A continuing trend of higher loss severity and more frequent multi-million-dollar jury verdicts led to a sharp escalation in accident year loss ratios in the last decade. Loss cost volatility creates challenges in setting reserves as the 2017-2019 accident years have developed unfavorably in MPLI from initial estimates, a meaningful departure from prior years.

Social and economic disruption due to the coronavirus pandemic had significant effects on the MPLI market, and uncertainty remains regarding future related litigation in MPLI and several other property/casualty lines. However, reductions in healthcare patient encounters and medical procedures in 2020 lowered underwriting risk exposures and information compiled in statutory financial statements shows MPLI reported claims filings declined by 14% in accident year 2020 versus the prior year. While the broader threat of escalating incurred losses in MPLI from social inflation and rising litigation costs remains, actuaries may have underestimated benefits of lower frequency in 2020 that create a greater chance that incurred loss estimates will decline as experience emerges for this period.

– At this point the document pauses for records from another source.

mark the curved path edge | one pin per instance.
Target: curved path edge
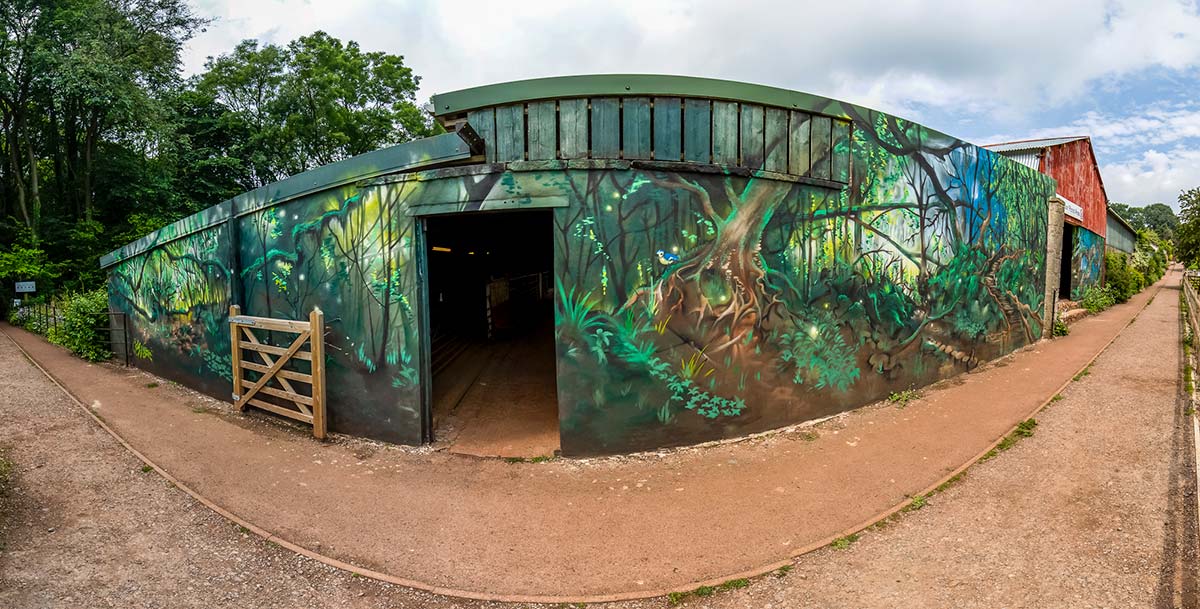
(562, 598)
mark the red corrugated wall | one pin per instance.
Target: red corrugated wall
(1073, 166)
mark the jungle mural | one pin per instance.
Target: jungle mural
(351, 252)
(1086, 261)
(177, 300)
(697, 306)
(348, 251)
(693, 302)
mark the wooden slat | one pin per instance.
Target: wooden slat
(635, 120)
(839, 166)
(317, 343)
(775, 140)
(275, 350)
(725, 133)
(697, 131)
(543, 132)
(750, 139)
(283, 359)
(605, 127)
(822, 136)
(287, 395)
(287, 374)
(667, 142)
(268, 360)
(798, 143)
(573, 128)
(281, 325)
(484, 122)
(234, 342)
(510, 133)
(280, 410)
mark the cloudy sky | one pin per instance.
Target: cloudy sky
(1126, 72)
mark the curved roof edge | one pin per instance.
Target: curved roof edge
(597, 85)
(411, 155)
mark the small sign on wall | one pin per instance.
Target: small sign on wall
(1072, 209)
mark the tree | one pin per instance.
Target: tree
(1158, 217)
(315, 102)
(1188, 236)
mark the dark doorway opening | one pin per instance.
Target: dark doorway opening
(1068, 247)
(492, 332)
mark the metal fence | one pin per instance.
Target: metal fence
(46, 318)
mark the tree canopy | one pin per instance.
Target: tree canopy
(102, 138)
(1158, 217)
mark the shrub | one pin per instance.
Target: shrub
(1061, 327)
(1098, 299)
(82, 327)
(1123, 279)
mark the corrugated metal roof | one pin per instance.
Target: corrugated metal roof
(1026, 157)
(1032, 144)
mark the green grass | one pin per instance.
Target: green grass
(901, 398)
(675, 598)
(1024, 429)
(5, 474)
(917, 502)
(1060, 329)
(841, 543)
(954, 480)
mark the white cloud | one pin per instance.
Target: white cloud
(1013, 56)
(1155, 176)
(990, 66)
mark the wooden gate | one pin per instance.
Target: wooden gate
(309, 408)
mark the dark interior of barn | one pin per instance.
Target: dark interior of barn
(492, 323)
(1068, 242)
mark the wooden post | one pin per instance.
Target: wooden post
(317, 345)
(235, 343)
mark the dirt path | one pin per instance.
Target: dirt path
(561, 528)
(85, 526)
(1097, 510)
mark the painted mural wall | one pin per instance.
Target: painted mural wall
(349, 251)
(694, 302)
(1086, 261)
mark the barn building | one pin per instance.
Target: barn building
(1072, 162)
(610, 264)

A shift to future underwriting profits in MPLI is constrained by the market’s unique competitive structure. Over half of industry MPLI net premiums are written by narrowly focused specialty underwriters that largely maintain very strong capital positions but have limited opportunities or expertise to deploy capital into products outside of MPLI.

As the healthcare system continues evolving toward physician employment by hospitals and larger medical groups that are more likely garner coverage through captives or other self-insured products, a declining policyholder base and revenue pressure induces MPLI specialization to emphasize policyholder retention over premium rate adequacy. Underwriting capacity reductions among MPLI specialty writers via market exits or consolidation would likely foster better market conditions, though widespread acquisition activity is unlikely in the near term.